We hope you saved some sparklers and Roman candles from Canada Day to light up the sky on the Glorious Fourth.
And we hope you're set to celebrate with grilled burgers and loaded hotdogs, corn on the cob and fried chicken, a chilled brew, and perhaps a bourbon Old Fashioned. For dessert, consider this: a Fourth of July cake, created by Erin McDowell, iced and decorated to represent the US flag, with blueberries as stars and raspberries as stripes.

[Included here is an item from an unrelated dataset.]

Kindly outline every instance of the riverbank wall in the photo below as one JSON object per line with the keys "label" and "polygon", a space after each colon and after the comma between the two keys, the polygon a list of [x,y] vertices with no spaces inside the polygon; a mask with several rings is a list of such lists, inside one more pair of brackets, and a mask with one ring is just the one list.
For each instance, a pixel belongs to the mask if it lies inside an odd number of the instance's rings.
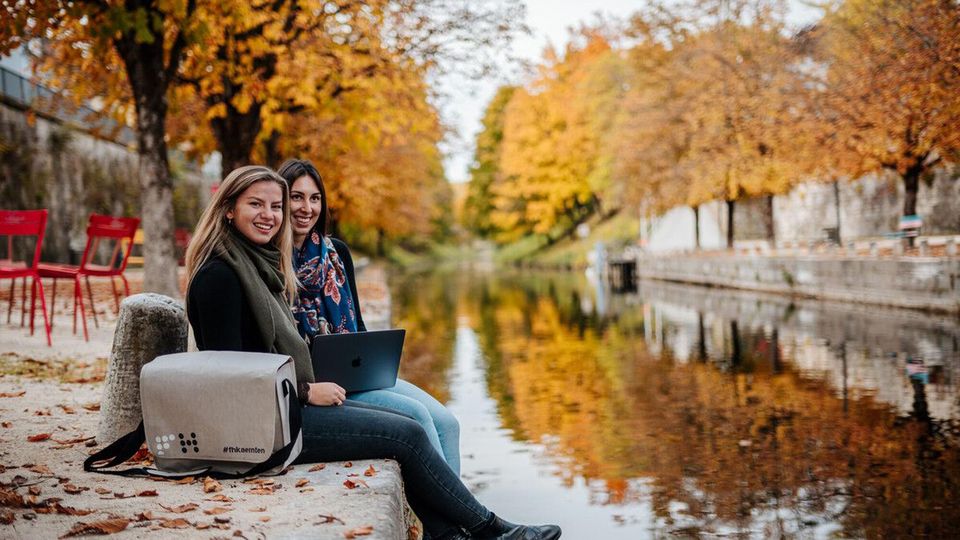
{"label": "riverbank wall", "polygon": [[641,279],[960,314],[960,258],[709,254],[636,257]]}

The two names that come to mind (our mind, anyway) on this day are Louis Armstrong and George M. Cohan, both of whom claimed to have been born on the Fourth of July. Which may not be entirely accurate, but as the newspaper editor says in "The Man Who Shot Liberty Valance," "When the legend becomes fact, print the legend."
We can't imagine better music for the day than the recordings made between 1926 and 1929 by Louis Armstrong's Hot Five and Hot Seven, groups that included Kid Ory, Johnny Dodds, Zutty Singleton, Lil Hardin Armstrong, and even Earl Hines. Sip that Old Fashioned and listen to "Struttin' with Some Barbecue."

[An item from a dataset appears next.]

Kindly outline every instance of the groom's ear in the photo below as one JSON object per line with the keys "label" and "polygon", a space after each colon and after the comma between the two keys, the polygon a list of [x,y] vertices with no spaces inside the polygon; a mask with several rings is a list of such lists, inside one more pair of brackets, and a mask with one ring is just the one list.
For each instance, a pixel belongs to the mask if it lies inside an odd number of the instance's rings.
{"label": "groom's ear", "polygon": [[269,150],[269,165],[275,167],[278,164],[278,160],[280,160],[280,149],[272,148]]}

Cohan wrote "Yankee Doodle Dandy," and you can see James Cagney playing him on film, doing his own fine struttin'. If you don't want to sit through the full movie, turn to YouTube to see Cagney dance, in a way no one else ever has.
Then you, too, will be ready to sing:
"I'm a Yankee Doodle Dandy,
Yankee Doodle do or die,
A real live nephew of my Uncle Sam,
Born on the Fourth of July."
A glorious Fourth to all, and especially those linked forever to Bad Axe, Michigan.